Checking -local or -remote linksReferenceSetting up mappings: -mapfrom and -maptoControlling recursion: -rec

Controlling recursion: -rec

By default, recursion is off. This means that Big Brother reads the documents you explicitly specify (either on the command line or using the -stdin option), makes sure that the links they contain are valid, and stops.

If you want to check a whole site at once, you must turn recursion on. When recursion is on, Big Brother not only checks each link, but also determines whether it points to an HTML document. If it does, Big Brother fetches the document (which can be local or remote) and checks the links in it. If one of these links points to an HTML document, it is also fetched, and so on, recursively.
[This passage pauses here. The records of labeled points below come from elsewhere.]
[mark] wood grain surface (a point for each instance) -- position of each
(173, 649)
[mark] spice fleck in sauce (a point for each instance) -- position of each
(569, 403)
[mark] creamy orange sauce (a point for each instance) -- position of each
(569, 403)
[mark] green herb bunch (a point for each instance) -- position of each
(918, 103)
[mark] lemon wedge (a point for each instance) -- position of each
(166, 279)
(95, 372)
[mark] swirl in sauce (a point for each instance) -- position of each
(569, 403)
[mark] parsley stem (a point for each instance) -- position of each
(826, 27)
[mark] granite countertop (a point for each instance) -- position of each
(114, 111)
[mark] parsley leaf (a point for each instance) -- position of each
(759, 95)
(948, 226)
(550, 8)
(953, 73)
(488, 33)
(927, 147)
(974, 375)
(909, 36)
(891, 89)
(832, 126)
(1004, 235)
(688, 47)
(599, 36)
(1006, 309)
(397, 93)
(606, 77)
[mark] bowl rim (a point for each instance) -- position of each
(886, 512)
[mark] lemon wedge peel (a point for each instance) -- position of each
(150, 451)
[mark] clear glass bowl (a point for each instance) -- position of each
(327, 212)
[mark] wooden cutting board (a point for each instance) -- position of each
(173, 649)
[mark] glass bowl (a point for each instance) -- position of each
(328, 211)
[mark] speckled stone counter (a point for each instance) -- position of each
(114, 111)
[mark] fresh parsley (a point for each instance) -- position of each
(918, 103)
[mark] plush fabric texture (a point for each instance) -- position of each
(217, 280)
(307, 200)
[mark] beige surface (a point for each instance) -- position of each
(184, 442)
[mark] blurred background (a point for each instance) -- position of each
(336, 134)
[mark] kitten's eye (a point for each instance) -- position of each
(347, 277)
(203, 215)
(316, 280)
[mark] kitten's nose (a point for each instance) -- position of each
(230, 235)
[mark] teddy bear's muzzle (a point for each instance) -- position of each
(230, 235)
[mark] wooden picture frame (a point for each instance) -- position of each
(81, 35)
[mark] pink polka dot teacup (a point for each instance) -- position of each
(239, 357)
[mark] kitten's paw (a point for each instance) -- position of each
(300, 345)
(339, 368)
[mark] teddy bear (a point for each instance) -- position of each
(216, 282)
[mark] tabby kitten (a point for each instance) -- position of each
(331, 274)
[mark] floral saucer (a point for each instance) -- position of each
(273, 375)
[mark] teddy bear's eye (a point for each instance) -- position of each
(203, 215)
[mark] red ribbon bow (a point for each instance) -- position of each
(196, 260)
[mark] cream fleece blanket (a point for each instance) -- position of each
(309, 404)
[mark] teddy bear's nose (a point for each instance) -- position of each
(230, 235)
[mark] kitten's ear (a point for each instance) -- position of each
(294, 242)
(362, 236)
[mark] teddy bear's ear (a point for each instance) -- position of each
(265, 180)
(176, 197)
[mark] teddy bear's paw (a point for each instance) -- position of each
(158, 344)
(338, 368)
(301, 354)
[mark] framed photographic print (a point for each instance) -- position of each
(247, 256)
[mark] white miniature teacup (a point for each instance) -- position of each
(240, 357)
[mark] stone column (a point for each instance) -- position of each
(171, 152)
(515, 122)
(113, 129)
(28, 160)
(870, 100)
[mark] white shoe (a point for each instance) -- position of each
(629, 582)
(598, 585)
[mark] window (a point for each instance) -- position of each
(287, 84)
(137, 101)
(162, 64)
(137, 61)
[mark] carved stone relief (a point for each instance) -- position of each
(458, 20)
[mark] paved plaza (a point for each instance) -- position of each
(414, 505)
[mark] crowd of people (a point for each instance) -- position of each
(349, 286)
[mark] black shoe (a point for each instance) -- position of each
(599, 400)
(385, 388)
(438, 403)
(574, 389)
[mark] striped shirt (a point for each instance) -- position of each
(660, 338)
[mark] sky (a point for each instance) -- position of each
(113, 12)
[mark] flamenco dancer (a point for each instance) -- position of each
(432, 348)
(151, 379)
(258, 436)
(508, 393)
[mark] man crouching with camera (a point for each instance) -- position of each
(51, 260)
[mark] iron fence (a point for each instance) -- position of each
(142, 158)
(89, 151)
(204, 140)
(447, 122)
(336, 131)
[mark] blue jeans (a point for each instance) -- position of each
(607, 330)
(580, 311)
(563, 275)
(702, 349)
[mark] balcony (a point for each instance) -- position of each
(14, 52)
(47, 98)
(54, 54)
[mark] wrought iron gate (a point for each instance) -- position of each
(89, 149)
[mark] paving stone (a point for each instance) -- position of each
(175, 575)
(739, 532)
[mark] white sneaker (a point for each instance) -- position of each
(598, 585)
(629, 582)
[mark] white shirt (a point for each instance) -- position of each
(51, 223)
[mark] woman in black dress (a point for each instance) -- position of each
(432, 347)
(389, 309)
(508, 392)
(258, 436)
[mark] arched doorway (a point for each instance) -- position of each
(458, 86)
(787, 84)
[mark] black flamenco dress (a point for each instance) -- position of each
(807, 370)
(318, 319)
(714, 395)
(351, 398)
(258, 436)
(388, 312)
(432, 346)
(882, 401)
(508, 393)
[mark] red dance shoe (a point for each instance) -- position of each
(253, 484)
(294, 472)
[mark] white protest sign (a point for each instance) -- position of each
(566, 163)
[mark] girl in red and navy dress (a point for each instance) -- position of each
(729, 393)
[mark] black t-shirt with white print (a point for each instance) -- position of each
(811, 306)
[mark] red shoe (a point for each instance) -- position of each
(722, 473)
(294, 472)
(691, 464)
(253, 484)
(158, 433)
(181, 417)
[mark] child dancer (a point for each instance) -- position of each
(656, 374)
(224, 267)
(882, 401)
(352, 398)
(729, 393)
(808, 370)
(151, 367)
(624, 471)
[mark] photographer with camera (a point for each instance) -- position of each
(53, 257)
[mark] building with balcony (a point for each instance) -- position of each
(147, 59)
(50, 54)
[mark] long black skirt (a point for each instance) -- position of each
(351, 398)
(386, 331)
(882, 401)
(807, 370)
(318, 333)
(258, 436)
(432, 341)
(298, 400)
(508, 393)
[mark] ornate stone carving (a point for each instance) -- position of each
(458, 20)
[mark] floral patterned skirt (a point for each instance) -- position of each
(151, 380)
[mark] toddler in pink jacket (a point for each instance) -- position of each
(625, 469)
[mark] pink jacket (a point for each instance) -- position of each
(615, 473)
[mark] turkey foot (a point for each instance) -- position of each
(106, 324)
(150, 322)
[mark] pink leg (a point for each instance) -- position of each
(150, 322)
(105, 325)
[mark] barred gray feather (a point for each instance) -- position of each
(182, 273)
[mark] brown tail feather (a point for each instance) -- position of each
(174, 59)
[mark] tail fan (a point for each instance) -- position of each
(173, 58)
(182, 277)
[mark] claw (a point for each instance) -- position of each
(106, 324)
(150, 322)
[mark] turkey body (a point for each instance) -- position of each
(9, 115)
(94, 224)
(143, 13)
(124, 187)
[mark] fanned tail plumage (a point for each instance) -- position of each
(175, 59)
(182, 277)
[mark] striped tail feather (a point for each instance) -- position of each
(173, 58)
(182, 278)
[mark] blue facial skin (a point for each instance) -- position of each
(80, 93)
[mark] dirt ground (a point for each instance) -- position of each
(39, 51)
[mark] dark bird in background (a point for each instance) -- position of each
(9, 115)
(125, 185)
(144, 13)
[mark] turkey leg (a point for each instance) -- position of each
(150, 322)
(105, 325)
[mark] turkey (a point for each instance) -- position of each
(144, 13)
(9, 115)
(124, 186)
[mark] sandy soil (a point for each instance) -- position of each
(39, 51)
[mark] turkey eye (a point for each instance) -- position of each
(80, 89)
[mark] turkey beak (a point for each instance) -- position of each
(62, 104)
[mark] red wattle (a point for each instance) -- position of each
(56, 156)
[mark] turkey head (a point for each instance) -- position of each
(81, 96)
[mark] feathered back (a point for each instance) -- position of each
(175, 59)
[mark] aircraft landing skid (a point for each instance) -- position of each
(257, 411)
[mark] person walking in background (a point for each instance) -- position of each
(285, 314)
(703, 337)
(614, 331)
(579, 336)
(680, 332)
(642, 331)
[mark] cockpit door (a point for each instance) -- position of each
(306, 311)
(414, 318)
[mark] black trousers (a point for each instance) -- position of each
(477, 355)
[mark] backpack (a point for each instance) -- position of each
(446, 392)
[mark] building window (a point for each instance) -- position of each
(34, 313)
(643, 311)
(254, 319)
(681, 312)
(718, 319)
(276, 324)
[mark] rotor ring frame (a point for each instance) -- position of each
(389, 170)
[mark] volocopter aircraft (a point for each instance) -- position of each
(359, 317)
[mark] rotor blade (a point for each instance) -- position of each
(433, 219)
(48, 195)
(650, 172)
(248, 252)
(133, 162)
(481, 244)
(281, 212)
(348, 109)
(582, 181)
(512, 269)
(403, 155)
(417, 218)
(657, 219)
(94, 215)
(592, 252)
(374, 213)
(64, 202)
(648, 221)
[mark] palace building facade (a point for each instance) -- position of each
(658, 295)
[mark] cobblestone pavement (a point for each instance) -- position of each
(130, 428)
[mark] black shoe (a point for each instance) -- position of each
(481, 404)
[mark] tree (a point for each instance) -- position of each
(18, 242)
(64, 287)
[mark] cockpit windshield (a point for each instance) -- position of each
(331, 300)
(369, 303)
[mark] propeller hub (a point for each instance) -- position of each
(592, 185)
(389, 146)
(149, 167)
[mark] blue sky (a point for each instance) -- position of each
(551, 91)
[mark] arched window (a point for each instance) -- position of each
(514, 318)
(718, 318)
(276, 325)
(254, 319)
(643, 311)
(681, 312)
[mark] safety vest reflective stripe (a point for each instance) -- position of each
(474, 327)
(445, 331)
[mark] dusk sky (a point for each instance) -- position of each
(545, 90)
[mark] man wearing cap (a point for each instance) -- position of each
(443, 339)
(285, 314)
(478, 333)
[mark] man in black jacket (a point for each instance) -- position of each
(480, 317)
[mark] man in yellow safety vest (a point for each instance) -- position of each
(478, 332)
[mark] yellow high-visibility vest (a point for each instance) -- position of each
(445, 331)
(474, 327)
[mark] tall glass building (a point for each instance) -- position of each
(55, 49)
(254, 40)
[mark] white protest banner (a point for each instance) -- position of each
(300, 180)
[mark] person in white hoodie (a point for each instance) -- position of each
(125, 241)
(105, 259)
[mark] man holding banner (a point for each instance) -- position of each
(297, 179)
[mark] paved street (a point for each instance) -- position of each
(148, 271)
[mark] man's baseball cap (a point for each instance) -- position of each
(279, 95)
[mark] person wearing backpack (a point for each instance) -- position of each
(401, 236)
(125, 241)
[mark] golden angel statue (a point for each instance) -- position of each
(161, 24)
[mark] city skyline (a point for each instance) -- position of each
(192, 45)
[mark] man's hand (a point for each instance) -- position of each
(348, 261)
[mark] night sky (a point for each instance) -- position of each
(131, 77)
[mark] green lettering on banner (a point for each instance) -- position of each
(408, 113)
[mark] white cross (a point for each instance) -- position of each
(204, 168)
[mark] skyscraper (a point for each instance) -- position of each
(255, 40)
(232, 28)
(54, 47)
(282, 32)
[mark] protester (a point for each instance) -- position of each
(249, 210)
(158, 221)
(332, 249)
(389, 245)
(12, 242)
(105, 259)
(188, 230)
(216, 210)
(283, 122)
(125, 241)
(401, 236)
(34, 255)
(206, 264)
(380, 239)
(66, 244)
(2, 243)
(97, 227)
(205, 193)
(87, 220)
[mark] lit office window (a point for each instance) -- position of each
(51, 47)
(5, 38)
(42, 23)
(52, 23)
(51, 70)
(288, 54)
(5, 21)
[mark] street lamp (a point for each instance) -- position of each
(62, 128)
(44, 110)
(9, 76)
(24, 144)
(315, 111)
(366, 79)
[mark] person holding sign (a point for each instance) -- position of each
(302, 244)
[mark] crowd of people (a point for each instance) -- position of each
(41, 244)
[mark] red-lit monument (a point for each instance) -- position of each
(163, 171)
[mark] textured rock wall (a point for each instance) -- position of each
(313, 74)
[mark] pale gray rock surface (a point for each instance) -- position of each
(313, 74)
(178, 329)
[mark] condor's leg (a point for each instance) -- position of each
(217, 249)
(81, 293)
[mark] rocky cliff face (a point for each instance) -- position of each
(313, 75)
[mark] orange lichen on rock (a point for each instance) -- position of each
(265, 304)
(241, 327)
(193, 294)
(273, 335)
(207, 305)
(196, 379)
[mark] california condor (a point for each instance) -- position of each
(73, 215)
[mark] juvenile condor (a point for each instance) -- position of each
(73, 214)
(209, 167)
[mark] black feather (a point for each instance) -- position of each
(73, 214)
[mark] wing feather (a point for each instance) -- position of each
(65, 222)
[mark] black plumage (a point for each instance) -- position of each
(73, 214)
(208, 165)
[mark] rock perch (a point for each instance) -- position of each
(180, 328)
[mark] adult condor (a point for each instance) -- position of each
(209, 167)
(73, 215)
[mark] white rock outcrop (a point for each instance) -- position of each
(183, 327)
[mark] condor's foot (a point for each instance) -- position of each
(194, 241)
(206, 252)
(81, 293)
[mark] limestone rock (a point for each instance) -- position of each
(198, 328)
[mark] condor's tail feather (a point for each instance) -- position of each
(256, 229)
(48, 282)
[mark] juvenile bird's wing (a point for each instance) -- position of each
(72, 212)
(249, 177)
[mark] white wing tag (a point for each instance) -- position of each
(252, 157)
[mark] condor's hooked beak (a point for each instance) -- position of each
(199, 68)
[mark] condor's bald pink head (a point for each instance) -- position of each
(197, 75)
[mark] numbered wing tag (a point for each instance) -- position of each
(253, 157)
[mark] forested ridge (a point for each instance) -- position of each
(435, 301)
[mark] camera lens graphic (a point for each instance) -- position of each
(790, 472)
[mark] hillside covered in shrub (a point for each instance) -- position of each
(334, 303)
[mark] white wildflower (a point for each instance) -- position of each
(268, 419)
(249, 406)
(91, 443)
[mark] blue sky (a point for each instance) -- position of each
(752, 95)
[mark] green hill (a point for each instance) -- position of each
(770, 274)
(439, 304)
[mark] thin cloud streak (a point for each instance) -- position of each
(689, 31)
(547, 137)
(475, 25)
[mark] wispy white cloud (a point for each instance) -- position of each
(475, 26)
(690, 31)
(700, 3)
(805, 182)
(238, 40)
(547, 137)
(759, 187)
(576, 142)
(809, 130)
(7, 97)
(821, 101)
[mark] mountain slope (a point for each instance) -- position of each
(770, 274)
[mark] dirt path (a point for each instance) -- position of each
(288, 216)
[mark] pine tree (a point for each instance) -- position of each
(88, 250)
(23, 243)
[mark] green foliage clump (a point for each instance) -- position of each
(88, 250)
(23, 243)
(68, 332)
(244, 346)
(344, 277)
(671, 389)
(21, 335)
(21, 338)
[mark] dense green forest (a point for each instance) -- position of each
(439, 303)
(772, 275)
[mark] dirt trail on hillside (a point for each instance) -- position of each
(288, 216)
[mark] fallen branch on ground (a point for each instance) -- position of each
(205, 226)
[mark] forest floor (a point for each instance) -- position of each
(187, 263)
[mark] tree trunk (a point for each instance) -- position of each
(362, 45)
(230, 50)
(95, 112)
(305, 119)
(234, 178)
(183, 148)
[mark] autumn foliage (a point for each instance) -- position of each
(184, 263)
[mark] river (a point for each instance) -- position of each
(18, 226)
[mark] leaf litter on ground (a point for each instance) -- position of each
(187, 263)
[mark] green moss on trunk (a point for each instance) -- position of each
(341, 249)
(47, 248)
Of course, this process has to stop at some point, otherwise you are likely to check all of the World Wide Web! So, when recursion is on, you must provide a regular expression to define the boundary of your site. Every time Big Brother finds a link, it shall match it against the regular expression you have provided. If it does match, Big Brother fetches the document and checks it recursively; otherwise, it checks the link but doesn't follow it.

Here is the simplest, and most common, example. The address of my home page is http://pauillac.inria.fr/~fpottier/. If I want to check my whole site in a single run of Big Brother, I invoke it with the following option:

-rec "^http://pauillac\.inria\.fr/~fpottier/"

Since the expression doesn't end with a $ sign, it matches all URLs which start with http://pauillac.inria.fr/~fpottier/. Notice that I inserted a backslash character in front of each dot, because otherwise a dot matches any character.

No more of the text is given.